The Great Salt Lake is a far more important resource to Utah than Mono Lake was to California, Dave Owen, a law professor the the University of California San Francisco, said.
But it’s not certain that Utah would take the same approach as California did with Mono Lake, Scanlan said. Mono Lake was far simpler to analyze than the Great Salt Lake because there was only one entity depleting the water.
‘Administrative Nightmare’
And if the court ordered a remedy similar to the one that saved Mono Lake, the implementation could be wildly complex.
Tens of thousands of individuals, municipalities, and businesses hold water rights in the Great Salt Lake basin, some dating to 1847.
An injunction would “be an administrative nightmare” and “require a review of all water right diversions from the watershed” to determine what would be necessary for the lake to have healthy water levels, said Peck, who represents companies and municipalities in complex environmental litigation.
The state engineer would have to review and curtail water rights—likely according to priority date, Warren Peterson, a water attorney and consultant to the Utah Farm Bureau, said.
Most senior water rights holders are generally agricultural, Hawkes said. Cuts could also affect several major water conservancy districts and municipalities, as well as water dedicated for conservation and wetlands—rights generally held by junior holders, he said.
“There are tough decisions to make here,” Gillespie said. “A large percentage of the diversions are for alfalfa, municipalities, and industries. The state is going to have to figure out a system to manage those diversions. Continuing to let people divert water will harm everyone.”
Even if the court doesn’t reach a Mono Lake-type decision and order the state to cut back private water rights, Craig said, it could still rule that Utah has a duty to protect the Great Salt Lake as a public trust resource.
“What that means is anyone’s guess,” Craig said. “If the duty exists, but the doctrine doesn’t allow you to impede on private water rights, what does that allow the state to do?”
Future Influence
Gillespie says that the case could have positive implications for other natural resources in the state, as it would instruct agencies on their duty to act in line with the public trust doctrine.
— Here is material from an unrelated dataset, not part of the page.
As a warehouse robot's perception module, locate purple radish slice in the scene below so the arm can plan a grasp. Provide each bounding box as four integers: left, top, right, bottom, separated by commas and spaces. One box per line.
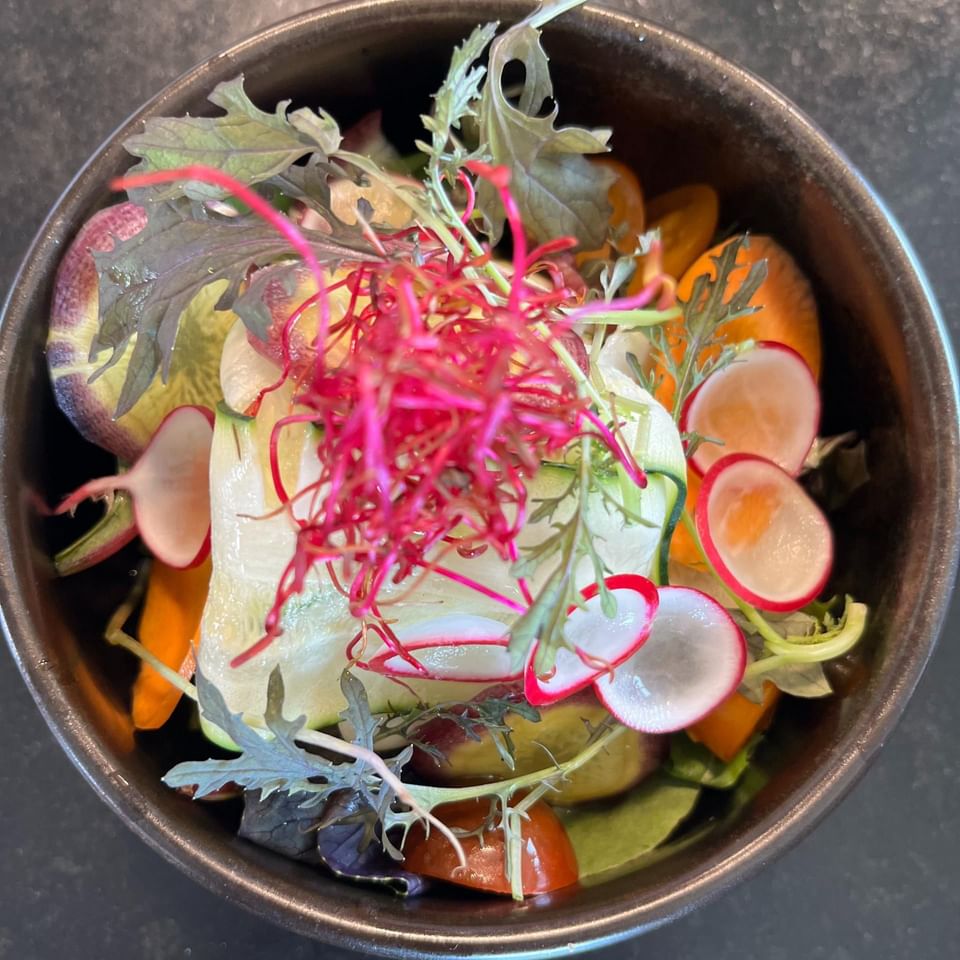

But Owen is skeptical that the case would have much of an influence. Even the Mono Lake case was “not a complete and total win,” Owen said.
Many saw the Mono Lake case as an important catalyst for reform, but Owen says hardly any freshwater case law emerged from California. It also didn’t do much to influence agency action, he said.
“Some people see the public trust doctrine as this great hope for environmental protection,” Owen said. “But it’s very hard to see evidence of significant and independent impact. The doctrine really hasn’t done much to systematically change water management in California.”
The plaintiffs are nevertheless confident in the power of the public trust doctrine, and they say that the suit was necessary to prevent what would be the greatest environmental crisis in Utah history.
“Bringing litigation isn’t something you do without a lot of thought, and we gave it a lot of thought,” Deeda Seed, an attorney at the Center for Biological Diversity, said. “The situation is urgent.”
Another plaintiff is the Sierra Club, which has received funding from Bloomberg Philanthropies, the charitable organization founded by Michael Bloomberg. Bloomberg Law is operated by entities controlled by Michael Bloomberg.
The case is Utah Physicians for a Healthy Env’t v. Utah Dep’t of Natural Res., Utah Dist. Ct., No. 230906637, complaint filed 9/6/23.